The Government continues to freeze both the personal allowance and the higher-rate income tax thresholds – leading to an increase in the number of higher-rate taxpayers this year.

The result of ‘fiscal drag’ – a phenomenon where tax thresholds fail to keep up with inflation or wage growth – the freeze will continue to increase the number of higher-rate taxpayers until it is due to end in 2028.

This freeze not only impacts numerous taxpayers but will also have broader economic implications by increasing the tax burden on a larger segment of the population – potentially influencing consumer spending and savings habits.

By not adjusting the thresholds for inflation, the Government has effectively increased tax revenue without the need to formally raise tax rates.

Taxpayers must consider this in the context of the Government’s long-term fiscal strategies and align it with their personal tax planning.

Future policy adjustments will likely be influenced by broader economic conditions and political change, underscoring the importance of staying informed and discussing the issue with us.

We often recommend a few simple ways to reduce your tax liability and manage your marginal rate, including:

  • Income splitting: This strategy involves distributing income among family members to keep individual earnings below the higher tax thresholds, thus reducing overall tax liability.
  • Tax-efficient investments: Leveraging tax-free savings accounts and pensions can significantly reduce taxable income, providing long-term financial benefits.
  • Year-end tax planning: Regularly review your financial situation as the tax year draws to a close, making any necessary adjustments to income and deductions to optimise tax outcomes.

Being proactive in managing your tax position is crucial, especially with the thresholds remaining static and fiscal drag likely to impact more taxpayers.

For those seeking more comprehensive guidance or specific information, reaching out to a specialist is advisable. 

Preparing for the second payment on account – and what happens when you can’t pay?

If you are a Self-Assessment taxpayer, it is almost time to make your second ‘payment on account’ – advance payments towards your tax bill.

Those who submit a Self-Assessment tax return and owe £1,000 or more will be required to make their second payment on account by midnight on 31 July 2024.

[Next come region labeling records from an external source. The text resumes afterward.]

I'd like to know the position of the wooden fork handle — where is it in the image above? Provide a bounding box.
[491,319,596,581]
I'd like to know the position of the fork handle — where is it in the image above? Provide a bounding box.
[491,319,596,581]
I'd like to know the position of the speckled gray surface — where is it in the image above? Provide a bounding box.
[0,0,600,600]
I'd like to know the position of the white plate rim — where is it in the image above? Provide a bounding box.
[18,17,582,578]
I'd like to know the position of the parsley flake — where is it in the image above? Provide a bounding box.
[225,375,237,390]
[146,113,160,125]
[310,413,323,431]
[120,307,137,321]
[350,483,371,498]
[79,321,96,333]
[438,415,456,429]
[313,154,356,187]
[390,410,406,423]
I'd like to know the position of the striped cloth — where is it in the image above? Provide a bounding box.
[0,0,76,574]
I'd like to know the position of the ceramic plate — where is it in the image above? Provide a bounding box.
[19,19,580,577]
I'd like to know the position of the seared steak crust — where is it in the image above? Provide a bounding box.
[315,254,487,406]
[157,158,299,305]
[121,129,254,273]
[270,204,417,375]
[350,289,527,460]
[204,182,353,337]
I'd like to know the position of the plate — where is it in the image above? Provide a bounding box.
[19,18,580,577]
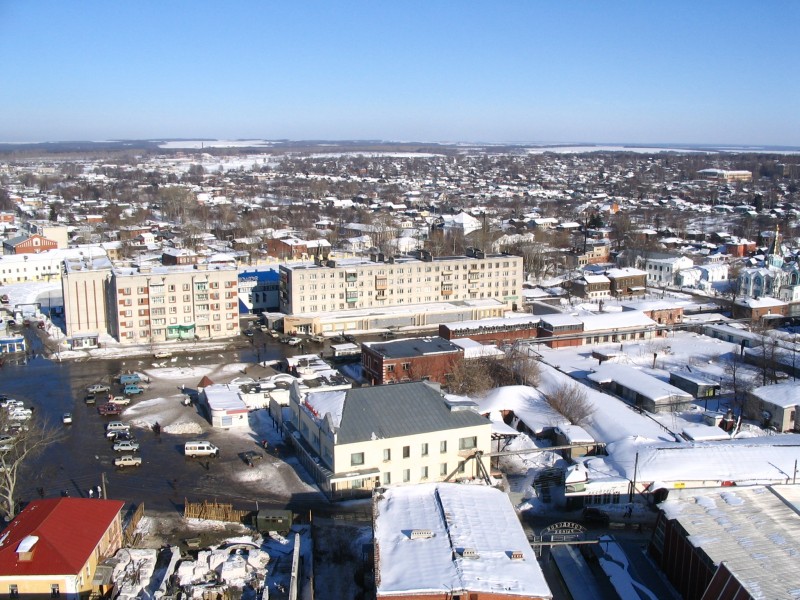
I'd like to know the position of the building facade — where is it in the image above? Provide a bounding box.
[284,382,491,499]
[62,259,239,344]
[0,498,124,600]
[361,337,464,385]
[280,251,523,315]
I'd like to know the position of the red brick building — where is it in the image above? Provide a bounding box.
[361,337,464,385]
[439,315,539,346]
[733,296,789,321]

How do payments on account work?

‘Payments on account’ are a way of paying Income Tax for Self-Assessment (ITSA) for business owners, sole traders and other taxpayers that spread out the expected cost of an upcoming tax bill.

There are two payments on account each year – one payable on 31 January and the other on 31 July during the tax year.

Each payment is typically half of the previous year’s tax bill, including Class 4 National Insurance Contributions.

The expectation is that, when you file ITSA, you will not need to have a major cash reserve to pay your entire bill at once.

What if my income is lower this year?

Payments on account work for many taxpayers because they assume that they will owe a similar amount or more tax than in a previous year.

If you expect your income to be substantially lower this year than in the previous year, you can apply to HM Revenue & Customs (HMRC) to reduce the payments on your account.

When you submit your tax return, if it turns out that you have overpaid, this will be refunded or offset against future tax liabilities.

What happens if I can’t pay?

If you cannot pay your upcoming payment on account, it is important to contact HMRC as soon as possible.

Missing the deadline without explanation can mean that interest will be charged to your account, and you could end up owing much more than your original bill.

You may be able to set up a ‘Time to Pay’ agreement with HMRC, which is a formal payment plan. If you:

  • Have filed your latest tax return
  • Owe £30,000 or less
  • Are within 60 days of the payment deadline
  • Do not have any other payment plans or debts with HMRC

You can set up a Time to Pay agreement online through your account with HMRC.